J Med Genet 40:872-878 doi:10.1136/jmg.40.12.872
  • Original article

Identification of a locus for type I punctate palmoplantar keratoderma on chromosome 15q22–q24

  1. A Martinez-Mir1,
  2. A Zlotogorski3,
  3. D Londono4,5,
  4. D Gordon4,
  5. A Grunn6,
  6. E Uribe8,
  7. L Horev3,
  8. I M Ruiz8,
  9. N O Davalos8,
  10. O Alayan3,
  11. J Liu6,7,
  12. T C Gilliam6,
  13. J C Salas-Alanis9,
  14. A M Christiano1,2
  1. 1Department of Dermatology, Columbia University, New York, NY, USA
  2. 2Department of Genetics and Development, Columbia University, New York, NY, USA
  3. 3Department of Dermatology, Hadassah-Hebrew University Medical Center, Jerusalem, Israel
  4. 4Laboratory of Statistical Genetics, Rockefeller University, New York, NY, USA
  5. 5Department of Epidemiology and Biostatistics, Rammelkamp Center for Education and Research, Case Western Reserve University, Cleveland, OH, USA
  6. 6Columbia Genome Center, Columbia University, New York, NY, USA
  7. 7Population Genetics, Genome Institute of Singapore, National University of Singapore, Singapore
  8. 8Hospital General de Occidente Zapopán, Jalisco, México
  9. 9Departamento de Dermatología, Servicio Médico Universidad Autónoma de Nuevo León, Monterrey NL, México
  1. Correspondence to:
 Dr A M Christiano
 Departments of Dermatology and Genetics & Development, Columbia University, College of Physicians & Surgeons, 630 West 168th Street VC-1526, New York, NY 10032, USA;


    Background: The identification of the molecular basis of disorders of keratinisation has significantly advanced our understanding of skin biology, revealing new information on key structures in the skin, such as the intermediate filaments, desmosomes, and gap junctions. Among these disorders, there is an extraordinarily heterogeneous group known as palmoplantar keratodermas (PPK), for which only a few molecular defects have been described. A particular form of PPK, known as punctate PPK, has been described in a few large autosomal dominant pedigrees, but its genetic basis has yet to be identified.

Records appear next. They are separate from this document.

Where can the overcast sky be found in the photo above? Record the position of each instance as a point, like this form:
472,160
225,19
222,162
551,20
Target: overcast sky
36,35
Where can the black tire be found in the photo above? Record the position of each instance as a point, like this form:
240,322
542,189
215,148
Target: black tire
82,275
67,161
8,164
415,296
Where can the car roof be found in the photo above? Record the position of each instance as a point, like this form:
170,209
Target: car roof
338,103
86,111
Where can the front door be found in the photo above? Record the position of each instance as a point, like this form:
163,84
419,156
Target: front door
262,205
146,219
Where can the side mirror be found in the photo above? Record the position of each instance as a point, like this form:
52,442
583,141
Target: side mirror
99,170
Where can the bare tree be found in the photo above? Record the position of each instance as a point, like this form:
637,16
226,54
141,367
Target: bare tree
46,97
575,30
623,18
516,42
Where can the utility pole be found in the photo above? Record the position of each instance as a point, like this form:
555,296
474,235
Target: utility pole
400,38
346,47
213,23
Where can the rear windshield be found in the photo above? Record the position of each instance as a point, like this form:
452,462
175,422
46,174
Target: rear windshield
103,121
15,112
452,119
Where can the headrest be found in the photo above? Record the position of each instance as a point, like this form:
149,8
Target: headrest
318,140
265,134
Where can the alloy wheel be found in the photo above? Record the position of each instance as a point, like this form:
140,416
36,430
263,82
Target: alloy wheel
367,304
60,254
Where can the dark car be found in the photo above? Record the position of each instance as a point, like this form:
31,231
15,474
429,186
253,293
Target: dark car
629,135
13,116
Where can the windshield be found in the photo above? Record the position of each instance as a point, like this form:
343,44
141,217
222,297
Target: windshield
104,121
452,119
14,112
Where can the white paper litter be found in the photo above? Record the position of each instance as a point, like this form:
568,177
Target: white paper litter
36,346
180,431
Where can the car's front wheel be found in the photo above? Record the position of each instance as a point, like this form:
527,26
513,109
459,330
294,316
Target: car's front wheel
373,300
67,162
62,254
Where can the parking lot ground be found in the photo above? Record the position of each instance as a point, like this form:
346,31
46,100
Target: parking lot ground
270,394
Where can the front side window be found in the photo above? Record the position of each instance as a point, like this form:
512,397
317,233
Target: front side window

    Aim: Identification of the gene for punctate PPK.

    Methods: Clinical examination and linkage analysis in three families with punctate PPK.

    Results: A genomewide scan was performed on an extended autosomal dominant pedigree, and linkage to chromosome 15q22–q24 was identified. With the addition of two new families with the same phenotype, we confirmed the mapping of the locus for punctate PPK to a 9.98 cM interval, flanked by markers D15S534 and D15S818 (maximum two point lod score of 4.93 at θ = 0 for marker D15S988).

    Conclusions: We report the clinical and genetic findings in three pedigrees with the punctate form of PPK. We have mapped a genetic locus for this phenotype to chromosome 15q22–q24, which indicates the identification of a new gene involved in skin integrity.